This project looks at a dataset based on Costa Rican neighborhoods to determine which common non-econometric factors can help best predict poverty. This can help donors allocate aid more efficiently and can help identify signs of poverty for early intervention. The final deliverable of this project is a Heroku hosted web application that allows interested donors to input relevant non-ecnometric features for a household into a form and returns the level of vulnerability to poverty that household is predicted to have.
To view the application, go here: https://poverty-predictor.herokuapp.com/
The stages of this project included exploratory data analysis to get a sense of relevant features and relationships between features, building a classification machine learning model, exploring deep learning techniques and build scaled versions of both in order to handle large volumes of data that may arise in the future. The final stage involved developing the API and the actual interface for the web application.
The analysis of the data showed that the size of a household, years of schooling and monthly rent payments correlated with certain levels of poverty. These factors, alongside with other factors made available about the conditions of the homes in these Costa Rican neighborhoods, can help us predict poverty using Machine Learning tactics. From the exploratory data analysis, the best features to predict poverty are related to education, number of children and size of the household.
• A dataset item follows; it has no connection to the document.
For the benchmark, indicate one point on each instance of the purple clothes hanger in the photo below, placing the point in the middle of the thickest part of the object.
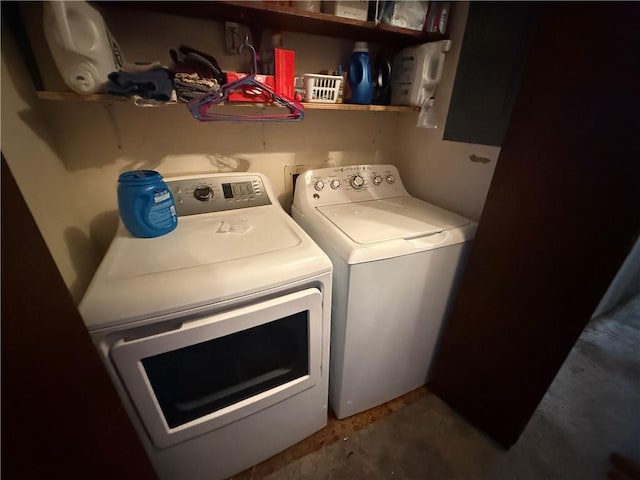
(199, 107)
A prototype was built using a pipeline to see which classification algorithms generated the highest accuracy (scoring was based on the accuracy_score function). The classification algorithms used were: DecisionTreeClassifier, RandomForestClassifier, XGBClassifier, LogisticRegression, KNeighborsClassifier and SVC.
The RandomForestClassifier had the highest accuracy score across all folds (5 folds were created using KFolds). Hyperparameter tuning was performed on certain parameters of the RandomForestClassifier model to determine the optimal configuration of the algorithm for this particular dataset. The RandomForestClassifier was fitted with a constrained max_depth of 15 to prevent overfitting. The number of trees, or n_estimators, was set to a very high number, 350, in order to get the best accuracy possible while minimizing overfitting.
An Artificial Neural Network was built using the Keras module. Prototyping was done using the keras wrapper that allows us to leverage scikit-learn. Twenty iterations of the neural network were performed in order to find the optimal batch_size, epochs, and activation functions, loss and optimizers. The use of GridSearchCV was avoided for the sake of learning purposes (to understand how different batch_size and epochs impacted the accuracy, in particular), but can be used if there are GPUs available to speed up the iterative prototyping of this neural network.
Ten folds were used (leveraging the same KFolds package that was used in the machine learning model) for cross-validation of the model. The model was quite well fitted, as the testing and training accuracy scores had less than a 2% delta. Further optimization can explored with the use of GPUs in order to speed up the learning process.
Dask was used to scale the machine learning prototype to make it faster on larger datasets (particularly the test dataset, which is 2.5 times larger than the train data set). The Dask module was used to recreate the same RandomForestClassifier algorithm that was successful in the final machine learning model, as well as the Artificial Neural Network that was successful in the final deep learning model.
This application was created with Flask and deployed through Heroku. The target audience for the initial phase of the application is foreign aid donors. The purpose of the application is to help donors determine how dire the need of a household is by using non-econometric factors to predict the household's vulnerability to poverty. There are certain restrictions around the types of values that one can input (must be positive float values) and some calculations happen in the backend to prevent the user from entering the same information in multiple ways (i.e. squaring a value, which can be done through calculations in the backend).
The future of this application includes adding tailored advice for the four different classes of need (extremely vulnerable, highly vulnerable, somewhat vulnerable, not vulnerable). This will make the information even more useful to donors because they can know what to do based on the prediction that comes from the data they put in. On top of this addition, the app can also suggest other households in a given area (which can be added to the form) that may be in more need of financial aid, if the household that the donor put in is Not Vulnerable or only Somewhat Vulnerable. The system can then automatically prioritize high needs households.
The next phase of this application is to integrate active learning. This would require us to add a database into the backend that can store new user inputted data, as well as the predictions that the machine learning model has made. Every three months, or certain number of submissions, we can validate the results of the model and see if the model needs to be retrained. If not, we can actively start inputting user submitted data so that it adds on to our data source, and retrain the model to improve the accuracy of the results, as well as help reduce overfitting. These two phases can build a more robust, user friendly and helpful aid allocation tool for donors.